Enfin, le Tchad s’en tire avec le poste de secrétaire général de la Cobac, celui de directeur général de l’Institut sous-régional de la statistique et d’économie appliquée (Issea) et celui de directeur général adjoint de l’Ista. Il est à noter que, dans cette redistribution, le Cameroun est «pénalisé» par le fait qu’il abrite le siège d’un certain nombre d’institutions communautaires, notamment ceux de l’Ecole d’hôtellerie et de Tourisme, basé à Ngaoundéré, de la Beac et de l’Issea. Il est aussi à souligner qu’après la mise à mort du «consensus de Fort Lamy» au sommet de Bangui, en 2010, les chefs d’Etat de la Cemac ont réitéré, mercredi à Brazzaville, «le principe de rotation intégrale aux postes de dirigeants des institutions communautaires avec effet immédiat» et celui d’un mandat unique. Le Cameroun peut dès lors aspirer à conduire, dans cinq ans, aux destinées des institutions communautaires dont il n’abrite pas les sièges.
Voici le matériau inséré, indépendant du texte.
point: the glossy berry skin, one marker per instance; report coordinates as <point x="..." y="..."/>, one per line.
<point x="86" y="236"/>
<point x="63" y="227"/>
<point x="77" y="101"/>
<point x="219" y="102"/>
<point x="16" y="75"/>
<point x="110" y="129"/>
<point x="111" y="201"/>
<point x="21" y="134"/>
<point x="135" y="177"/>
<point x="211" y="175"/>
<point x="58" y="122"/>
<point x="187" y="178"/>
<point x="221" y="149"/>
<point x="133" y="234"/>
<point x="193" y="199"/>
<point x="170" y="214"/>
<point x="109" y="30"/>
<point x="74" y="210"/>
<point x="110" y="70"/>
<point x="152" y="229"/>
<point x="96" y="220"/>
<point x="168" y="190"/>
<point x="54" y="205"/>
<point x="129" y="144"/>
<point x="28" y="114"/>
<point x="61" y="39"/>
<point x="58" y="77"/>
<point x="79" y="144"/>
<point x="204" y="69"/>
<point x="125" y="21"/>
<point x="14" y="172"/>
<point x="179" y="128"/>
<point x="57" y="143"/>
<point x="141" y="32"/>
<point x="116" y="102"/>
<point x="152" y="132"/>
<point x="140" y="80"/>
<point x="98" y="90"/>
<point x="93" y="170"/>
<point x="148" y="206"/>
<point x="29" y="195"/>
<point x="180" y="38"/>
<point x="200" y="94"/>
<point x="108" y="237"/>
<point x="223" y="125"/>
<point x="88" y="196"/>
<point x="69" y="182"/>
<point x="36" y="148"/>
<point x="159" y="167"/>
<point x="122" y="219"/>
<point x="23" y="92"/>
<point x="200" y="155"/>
Les responsables désignés, comme ceux des autres Etats membres, devront « inscrire leurs actions dans le cadre de la transparence de la gestion et du renforcement de la collégialité dans la prise des décisions», ainsi que l’a rappelé Dénis Sassou-N’Guesso le 25 juillet dernier.
Intégration régionale
La CEMAC adopte des décisions majeures après son Sommet de Brazzaville
http://www.temoignages.re 28 juillet 2012
Le onzième Sommet des pays membres de la Communauté économique et monétaire d’Afrique centrale (CEMAC) a pris fin mercredi à Brazzaville sur l’adoption de décisions majeures susceptibles d’impulser enfin le décollage effectif de l’organisation.
La CEMAC regroupe le Cameroun, le Congo, la Centrafrique, le Gabon, la Guinée équatoriale et le Tchad qui ont le franc CFA comme monnaie.
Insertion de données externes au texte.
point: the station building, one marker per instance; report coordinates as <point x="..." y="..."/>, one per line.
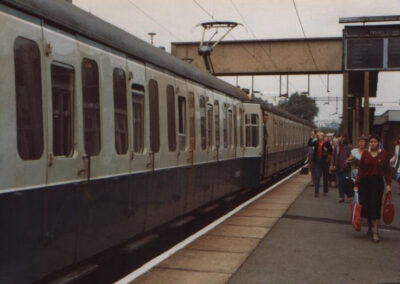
<point x="387" y="126"/>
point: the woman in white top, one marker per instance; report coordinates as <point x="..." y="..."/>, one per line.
<point x="355" y="155"/>
<point x="395" y="162"/>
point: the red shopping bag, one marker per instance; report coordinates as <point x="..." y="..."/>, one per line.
<point x="355" y="209"/>
<point x="388" y="208"/>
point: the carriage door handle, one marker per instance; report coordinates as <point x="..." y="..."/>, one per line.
<point x="87" y="169"/>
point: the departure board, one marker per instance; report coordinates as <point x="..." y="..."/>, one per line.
<point x="364" y="53"/>
<point x="371" y="48"/>
<point x="394" y="53"/>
Selon le communiqué publié à l’issue de la rencontre, le Congo a été désigné pour présider la Commission de la CEMAC, qui était jusque-là dirigée par le Camerounais Antoine Nsimi, cité dans des scandales financiers et interdit de séjour en Centrafrique, siège de l’institution.
Le communiqué final de la rencontre indique par ailleurs que la présidence de la Commission de surveillance des marchés financiers (COSUMAF) a été confiée à la Guinée équatoriale, alors que la Direction générale de la compagnie aérienne Air CEMAC a été attribuée à la Centrafrique.
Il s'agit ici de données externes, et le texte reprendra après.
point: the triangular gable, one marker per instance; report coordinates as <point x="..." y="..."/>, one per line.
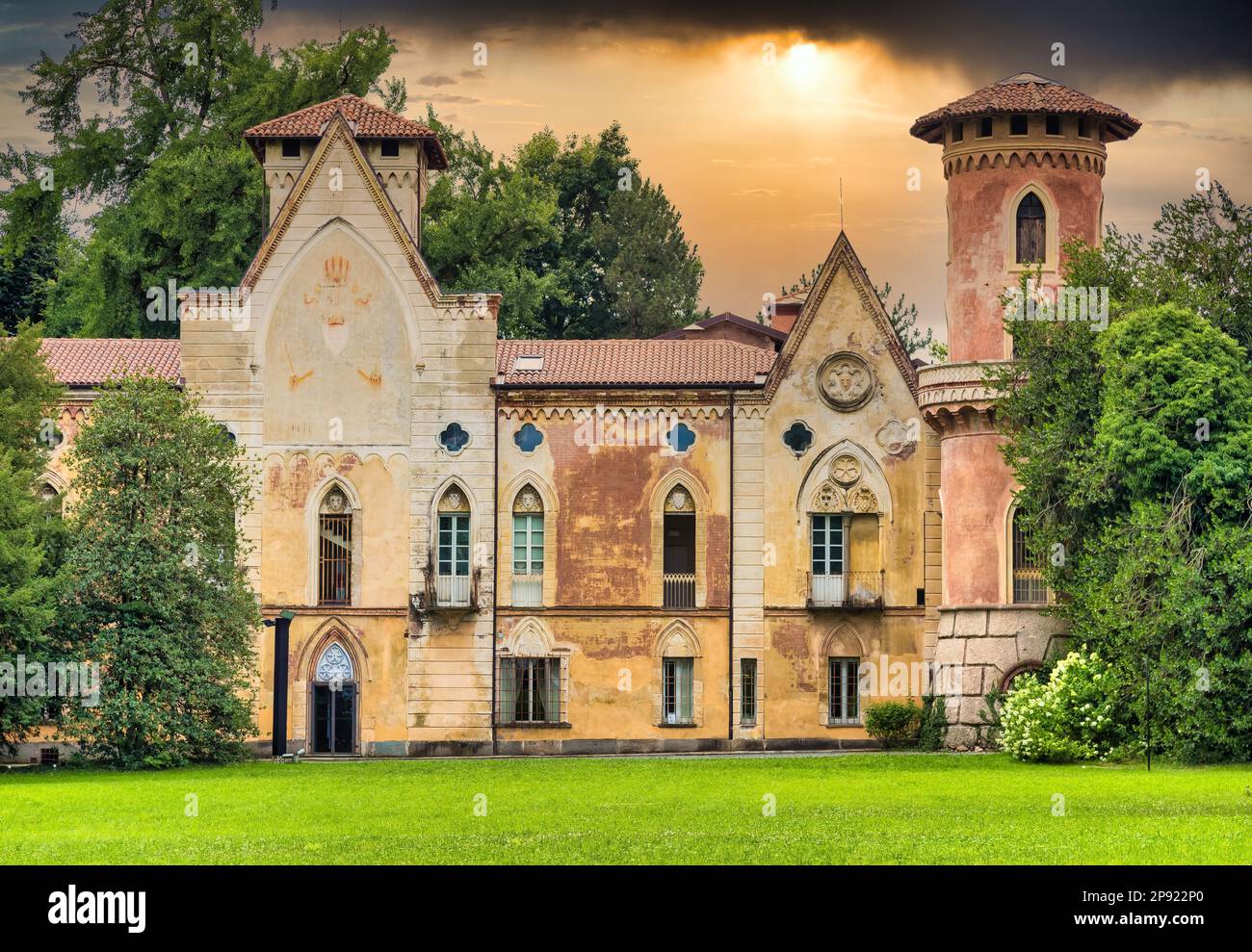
<point x="338" y="130"/>
<point x="842" y="254"/>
Concernant la mise sur pied de cette compagnie, les chefs d’État ont « encouragé la conclusion finale des négociations avec Air France en vue d’un partenariat industriel et stratégique satisfaisant, évitant tout monopole et assurant les conditions d’une libre concurrence », selon le communiqué.
Une des décisions importantes des chefs d’État a été de « rendre effective la libre circulation des personnes par l’émission des passeports biométriques CEMAC, afin de créer véritablement un espace intégré de la zone CEMAC ».
Pour ce qui concerne le rapprochement entre la Bourse des valeurs mobilières d’Afrique centrale (BVMAC), basée à Libreville, et le Douala Stock Exchange, les chefs d’État ont « invité les parties prenantes au dossier de trouver rapidement des solutions tirées de l’expertise obtenue de la Banque africaine de développement (BAD) ».
A l’issue de la conférence, le président congolais, Denis Sassou Nguesso, qui dirigeait l’organisation depuis 2010, a passé le témoin à son homologue gabonais, Ali Bongo Ondimba, qui accueillera le prochain Sommet en 2013.